Anleihenkäufe in den USA Geglücktes Experiment?
In den USA hat es schon funktioniert: Das frische Geld, das durch Anleihenkäufe der Notenbank auf den Markt kam, wurde investiert, die Krise - vorerst - überwunden. Doch es gibt Unterschiede zur Eurozone. Und das sind nicht die einzigen Risiken.
US-Präsident Barack Obama kann mit seiner Zentralbank zufrieden sein. Als er auf dem Höhepunkt der Finanz- und Wirtschaftskrise ins Weiße Haus einzog, starteten die US-Notenbanker ein ebenso mutiges wie riskantes Experiment: Um die brachliegende Konjunktur wieder anzukurbeln und eine gefährliche Deflation zu vermeiden, senkten sie nicht nur die Leitzinsen auf nahezu Null, sondern kauften auch Monat für Monat Staatsanleihen und Immobilienpapiere in Milliardenhöhe auf.
Was im Fachjargon "quantitative Lockerung" heißt, führte in der Praxis zu einer Schwemme frischen Geldes.
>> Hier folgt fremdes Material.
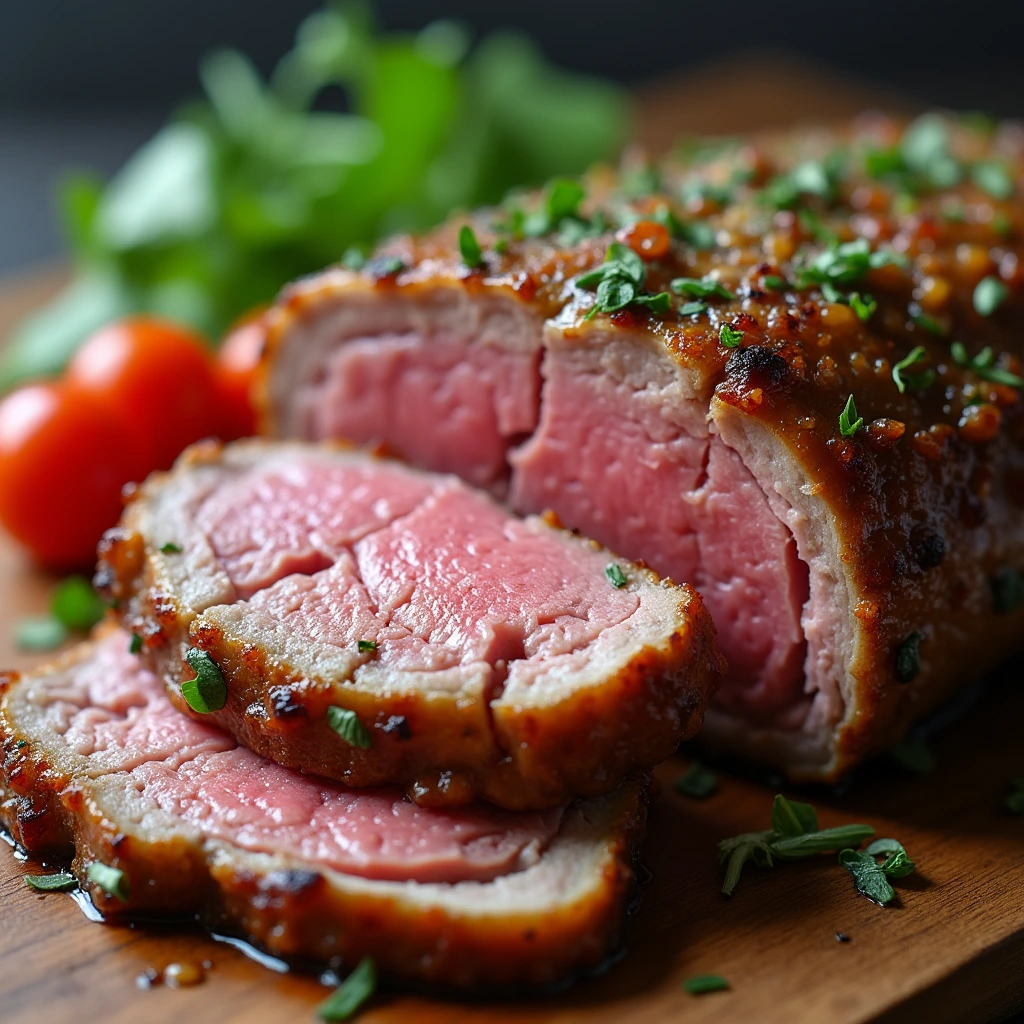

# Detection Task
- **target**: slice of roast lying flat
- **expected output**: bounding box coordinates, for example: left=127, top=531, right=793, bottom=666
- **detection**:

Dadurch wurde wieder mehr investiert, die Banken vergaben wieder mehr Kredite. Häuslebauer und Autokäufer kamen an günstige Darlehen. US-Präsident Obama ist überzeugt, dass durch diese ultralockere Geldpolitik eine Große Depression wie in den 30er-Jahren vermieden wurde. "Heute sind die Schatten der Krise vorüber gezogen", freute er sich in seiner Rede vor dem Kongress: "Und die Lage unserer Nation ist stark."
Frisches Geld führt zu frischem Wachstum
In der Tat genießt Amerika derzeit das kräftigste Jobwachstum seit Ende der 90er-Jahre: Die Arbeitslosenquote ist auf 5,6 Prozent gesunken. Und weil sich die US-Wirtschaft im vergangenen Jahr so gut entwickelt hat, konnte die US-Notenbank ihre milliardenschweren Anleihekäufe Monat für Monat verringern, bis sie Ende Oktober ganz ausliefen.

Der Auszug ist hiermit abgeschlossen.